Ramadan Diet Plans – What Can You Eat Healthy at Sahri and after Iftaar?

Ramadan Diet Plans

Ramadan Diet Plans

Ramadan is a very spiritual month, and Muslims fast this month with its full honor and respect. Sahri and Iftaar are important aspects of this month. During Ramadan, eating habits of a person gets change. Time and routines are set according to the fast timings. Different delicacies are prepared for iftaar that are rich in carbs and fats; fried food is must decorate the iftaar table. One cannot maintain his/her weight in this holy month for sure. Everybody wants to tempt his/her taste buds while iftaar and eat to the fullest in sahri also. By the end of this holy month increase in weight is observed. We can go for Ramadan diet plans in this month and can keep ourselves healthy by Ramadan healthy foods.

Ramadan Diet Plans
Ramadan Diet Plans

Ramadan Diet Plans Secrets

Eat simple, Live simple

“Eat simple and live simple” is the best way ever to remain healthy and wealthy. This way of living will not only keep you healthier but will up come with lots of other benefits. “The less you spend, the more you save.” Healthy diets in Ramadan will give you tremendous results. There are many methods to keep yourself healthy and fit during this month such as:

  • Eat real and fresh

Eating real and homemade food is the best way. Always try to avoid to take Junk and processed food. It contain more calories and is unhealthy. Fresh food should be considered.

  • Nutritional check

Nutritional value is crucial for good health. Adding nutritional food with low-fat content is the Ramadan best diet. Food with high nutritional value gives energy and increases metabolism as well. A healthy diet and adequate intake of fluid are must between fast, particularly when you are fasting in the hot summer season.

  • Hydrate your body

Keeping your body hydrated is very important. Fasting in summer will eventually dry you water content in the body. Kidneys got a shrink and dehydrated as most of the body content is water. So, hydrating yourself is must. Increase your liquid intake in Ramadan. Drink enough water and other drinks that keeps the body hydrated and satisfy your thirst for a long time in sahri. Replace fizzy and sugary drinks with water and low-calorie drinks to keep yourself fit in this holy month.

Ramadan Diet Plans Ideas

Losing weight in this holy month is not that difficult. Keeping yourself away from certain things will help you to lose your weight and stay healthy. Self-control is the most important thing to start a diet. Sahri should not be skipped, it’s a must to have. Eat healthily and fulfilling food in sahri that can give you energy for long hours. Avoid having oily food in sahri, it will cause burning, increase your thirst and of course weight too. A balanced iftaar will make you feel light and active. Ramadan Diet Plans will ultimately keep you healthy, active and they help in maintain body weight.

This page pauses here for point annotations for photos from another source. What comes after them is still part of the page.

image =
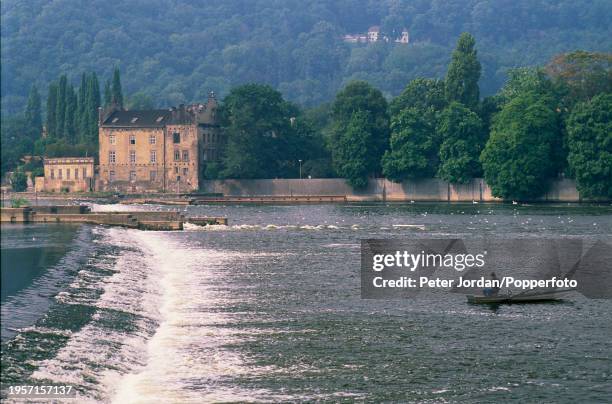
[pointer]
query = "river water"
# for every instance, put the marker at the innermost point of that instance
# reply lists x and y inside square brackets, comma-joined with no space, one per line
[269,309]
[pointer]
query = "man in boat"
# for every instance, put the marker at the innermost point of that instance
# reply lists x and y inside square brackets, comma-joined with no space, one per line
[493,290]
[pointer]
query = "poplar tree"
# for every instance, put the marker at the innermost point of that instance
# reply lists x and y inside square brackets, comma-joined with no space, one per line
[60,115]
[93,102]
[52,110]
[116,93]
[463,73]
[107,93]
[70,115]
[33,113]
[82,105]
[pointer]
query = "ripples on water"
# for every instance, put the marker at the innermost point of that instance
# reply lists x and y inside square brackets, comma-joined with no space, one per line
[268,309]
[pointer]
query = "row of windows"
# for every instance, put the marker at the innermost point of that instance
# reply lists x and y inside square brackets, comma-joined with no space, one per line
[76,173]
[176,138]
[152,174]
[112,156]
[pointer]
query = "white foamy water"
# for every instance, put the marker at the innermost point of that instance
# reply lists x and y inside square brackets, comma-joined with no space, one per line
[175,349]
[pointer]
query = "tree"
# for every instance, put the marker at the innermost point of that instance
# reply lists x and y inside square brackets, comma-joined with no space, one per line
[257,122]
[356,97]
[461,133]
[585,74]
[116,93]
[518,157]
[461,82]
[107,94]
[414,145]
[351,151]
[70,115]
[589,130]
[420,93]
[60,114]
[52,110]
[33,113]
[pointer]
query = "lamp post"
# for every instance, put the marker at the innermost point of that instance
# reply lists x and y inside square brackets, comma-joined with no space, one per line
[300,168]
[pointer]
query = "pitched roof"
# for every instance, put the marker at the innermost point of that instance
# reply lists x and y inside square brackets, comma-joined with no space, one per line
[136,118]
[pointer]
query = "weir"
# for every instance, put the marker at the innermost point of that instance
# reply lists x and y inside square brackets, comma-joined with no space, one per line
[142,220]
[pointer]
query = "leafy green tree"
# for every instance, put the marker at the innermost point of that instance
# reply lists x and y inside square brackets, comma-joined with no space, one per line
[60,114]
[116,92]
[257,122]
[461,133]
[356,97]
[70,115]
[52,110]
[108,97]
[420,93]
[585,74]
[518,157]
[33,113]
[414,145]
[589,130]
[461,82]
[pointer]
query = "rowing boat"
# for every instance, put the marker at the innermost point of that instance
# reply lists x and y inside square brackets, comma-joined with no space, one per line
[526,297]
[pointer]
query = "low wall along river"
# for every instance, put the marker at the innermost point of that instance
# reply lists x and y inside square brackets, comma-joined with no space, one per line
[563,190]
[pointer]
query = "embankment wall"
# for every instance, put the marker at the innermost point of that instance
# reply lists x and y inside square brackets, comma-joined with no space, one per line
[435,190]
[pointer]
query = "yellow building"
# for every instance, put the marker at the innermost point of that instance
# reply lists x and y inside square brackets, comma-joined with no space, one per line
[67,174]
[157,150]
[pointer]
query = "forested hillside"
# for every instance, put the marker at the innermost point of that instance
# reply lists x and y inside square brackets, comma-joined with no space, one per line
[172,51]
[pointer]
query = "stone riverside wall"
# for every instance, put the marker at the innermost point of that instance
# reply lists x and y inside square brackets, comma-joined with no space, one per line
[563,190]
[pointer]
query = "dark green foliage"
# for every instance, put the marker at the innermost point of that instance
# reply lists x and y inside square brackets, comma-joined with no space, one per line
[107,93]
[116,92]
[261,141]
[414,145]
[178,51]
[585,74]
[461,133]
[518,159]
[19,181]
[357,158]
[33,113]
[589,129]
[461,82]
[421,94]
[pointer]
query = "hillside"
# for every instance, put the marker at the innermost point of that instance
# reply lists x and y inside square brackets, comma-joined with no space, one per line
[176,51]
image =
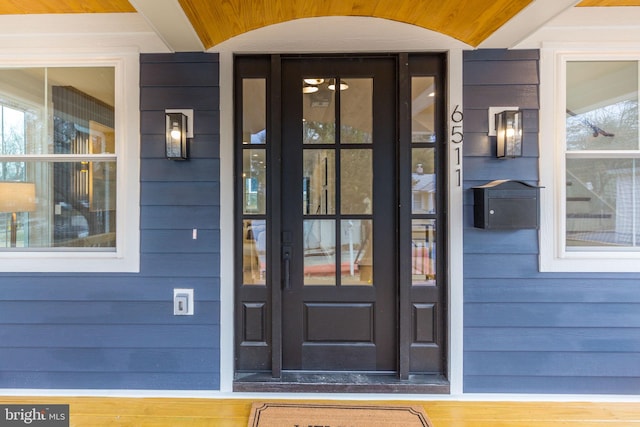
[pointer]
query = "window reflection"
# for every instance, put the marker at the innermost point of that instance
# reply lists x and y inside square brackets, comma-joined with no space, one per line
[423,181]
[357,252]
[319,252]
[318,113]
[356,181]
[423,109]
[356,112]
[254,252]
[254,177]
[423,251]
[319,186]
[47,113]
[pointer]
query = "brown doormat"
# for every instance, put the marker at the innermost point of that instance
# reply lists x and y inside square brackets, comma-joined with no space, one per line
[336,415]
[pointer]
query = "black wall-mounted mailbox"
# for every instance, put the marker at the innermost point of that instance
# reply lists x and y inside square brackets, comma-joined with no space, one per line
[506,205]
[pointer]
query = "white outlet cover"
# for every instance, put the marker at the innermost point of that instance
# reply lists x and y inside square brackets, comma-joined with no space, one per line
[190,301]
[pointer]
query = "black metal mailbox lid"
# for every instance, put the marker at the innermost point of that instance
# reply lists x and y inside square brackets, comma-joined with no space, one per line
[506,204]
[506,184]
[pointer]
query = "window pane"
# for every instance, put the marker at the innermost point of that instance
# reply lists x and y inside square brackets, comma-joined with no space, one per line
[357,252]
[254,252]
[319,252]
[602,105]
[318,112]
[254,169]
[254,111]
[319,184]
[423,251]
[356,181]
[79,212]
[603,203]
[423,109]
[356,111]
[423,181]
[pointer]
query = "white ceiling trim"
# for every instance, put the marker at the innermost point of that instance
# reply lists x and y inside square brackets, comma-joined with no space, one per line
[78,31]
[339,34]
[537,14]
[171,24]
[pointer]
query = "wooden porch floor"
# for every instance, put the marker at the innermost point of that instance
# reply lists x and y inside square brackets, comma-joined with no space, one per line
[177,412]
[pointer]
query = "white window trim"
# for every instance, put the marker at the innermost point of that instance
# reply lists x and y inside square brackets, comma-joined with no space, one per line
[553,255]
[126,258]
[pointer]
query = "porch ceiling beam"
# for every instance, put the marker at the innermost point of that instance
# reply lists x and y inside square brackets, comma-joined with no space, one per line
[527,22]
[171,24]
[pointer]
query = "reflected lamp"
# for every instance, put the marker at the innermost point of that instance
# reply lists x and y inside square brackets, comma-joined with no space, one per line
[509,133]
[17,197]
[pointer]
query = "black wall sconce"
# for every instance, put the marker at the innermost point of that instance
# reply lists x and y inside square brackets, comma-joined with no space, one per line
[507,130]
[179,130]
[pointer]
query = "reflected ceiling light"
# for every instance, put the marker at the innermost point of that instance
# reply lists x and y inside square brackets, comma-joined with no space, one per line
[343,86]
[314,81]
[309,89]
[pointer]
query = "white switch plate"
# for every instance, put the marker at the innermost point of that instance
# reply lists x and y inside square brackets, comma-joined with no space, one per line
[183,302]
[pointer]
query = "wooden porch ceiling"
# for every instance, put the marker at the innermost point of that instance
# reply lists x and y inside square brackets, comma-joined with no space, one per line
[470,21]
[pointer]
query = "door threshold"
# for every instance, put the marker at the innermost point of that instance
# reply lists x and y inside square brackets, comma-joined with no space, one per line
[340,382]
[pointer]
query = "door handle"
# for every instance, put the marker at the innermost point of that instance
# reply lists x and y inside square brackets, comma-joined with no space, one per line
[286,267]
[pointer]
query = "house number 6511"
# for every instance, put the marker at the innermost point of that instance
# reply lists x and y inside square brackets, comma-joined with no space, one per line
[456,130]
[457,137]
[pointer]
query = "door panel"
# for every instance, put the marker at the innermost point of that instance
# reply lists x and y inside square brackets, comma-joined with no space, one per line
[339,311]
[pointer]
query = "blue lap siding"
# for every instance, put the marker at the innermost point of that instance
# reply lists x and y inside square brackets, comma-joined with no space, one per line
[526,331]
[117,331]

  • Go easy with carbohydrates

Carbs are high in calories and give a sudden high jump to your weight. Avoid carbs and replace them with fiber and other healthy foods. Fiber increase your metabolism and helps in maintaining your weight. Carbohydrates intake mostly increases in Ramadan but avoiding them will give prominent results. Carbohydrates convert into sugar in your body and increase the weight.

  • Skip “white” food

White food is sometimes poisonous for your well maintained and healthy body. Avoid eating white rice, replace them with brown rice, have brown bread instead of white bread. Food items made from whole grains and other whole products i.e. whole wheat, the organic brown rice helps you to stay healthy during the holy month of Ramadan. Skip white flour food in sahri and switch to whole wheat. Add yogurt in sahri, it will hydrate your body as well as maintain it.

  • Avoid oily food

Oily and the massive food is the cause of burning, acidity, inactivity and weight increase in Ramadan. Have nutritional sahri that gives energy for a long summer day fast and avoid oily and fried food after iftaar. Switch to olive oil that is healthy and less fattening.

  • Add fruits and vegetables

Eating organic is always a way towards a healthier lifestyle. Add fresh fruits and vegetables in sahri and iftaar. They will keep you fresh and help in losing weight. Add salads and fresh fruit juices to your iftaar meals instead of fizzy drinks.

  • Add protein

Add protein in your diet chart. It will balance your diet. Including chicken fish and other meat products will give you complete nourishment and energy. Have light protein meals in iftaari.

Ramadan gives full chance to keep yourself healthy and maintained. Theses Ramadan diet plans ideas are very beneficial.  Having these balanced and nutritional Ramadan diet plans in sahri and iftaari will keep you healthy.